26 to demonstrate at the present time His righteousness, that He might be just and the justifier of the one who has faith in Jesus.
How can God be both just and the justifier at the same time?
and the justifier [present tense]
Not only did God want to be deemed to be just, but He wanted people to see Him as the means of justification; that is, the One who declares that the one who places faith in Jesus as right as He is right.
God had a dilemma; the dilemma was how He was to justify people yet maintain His own consistent absolute righteousness with Himself. If He were to forgive without justice or judgment, then He would violate His own character and standards of being. His answer to this dilemma was the death of Jesus as judgment for the sin of the world. Christ’s sacrifice vindicated His standards of righteousness.
PRINCIPLE:
God justifies Himself by the sacrifice of Jesus for all sins of all time and remains consistent with Himself in doing so.
APPLICATION:
God would sully Himself if He allowed men into His fellowship while doing nothing about the sin problem. God must be both simultaneously loving and just. He removed any scandal from His name by what Christ did on the cross.

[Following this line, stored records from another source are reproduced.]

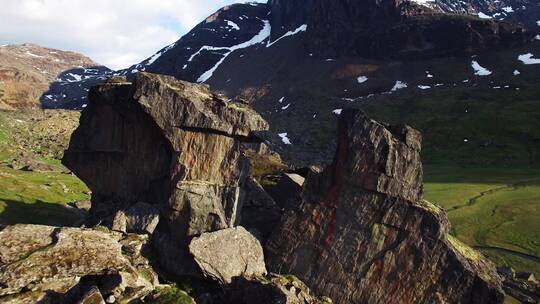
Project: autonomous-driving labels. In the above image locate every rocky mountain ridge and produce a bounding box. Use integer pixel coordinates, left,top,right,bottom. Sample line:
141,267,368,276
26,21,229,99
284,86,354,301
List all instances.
0,44,108,110
0,73,503,304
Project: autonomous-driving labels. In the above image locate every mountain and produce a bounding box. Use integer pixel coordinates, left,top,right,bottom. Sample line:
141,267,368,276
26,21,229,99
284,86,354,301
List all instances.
44,0,540,164
0,44,108,110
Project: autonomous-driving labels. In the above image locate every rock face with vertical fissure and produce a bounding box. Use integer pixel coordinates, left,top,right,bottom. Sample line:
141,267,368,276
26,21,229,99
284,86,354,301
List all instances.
63,73,268,275
266,110,503,304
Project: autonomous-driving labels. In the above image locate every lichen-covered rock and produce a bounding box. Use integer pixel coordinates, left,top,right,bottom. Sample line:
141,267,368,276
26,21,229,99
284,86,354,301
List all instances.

The problem with the sin issue is not primarily the sin of man but the perfect righteousness of God. The difficulty is not getting sinful men to an absolutely righteous God, but that God has to resolve the sin issue with Himself. The only way God could resolve this issue was to send His Son to pay for our sins on the cross. In this, God is satisfied (propitiated). The righteous demands of His character are satisfied by the death of Christ for our sins. The cross demonstrates that God is just with Himself in saving man. There is no way that God could abrogate His own righteousness and be true to Himself.
God resolves the conundrum of keeping to His absolute standard of righteousness by offering mercy to the sinner through sacrificing Jesus to pay for the sins of the sinner.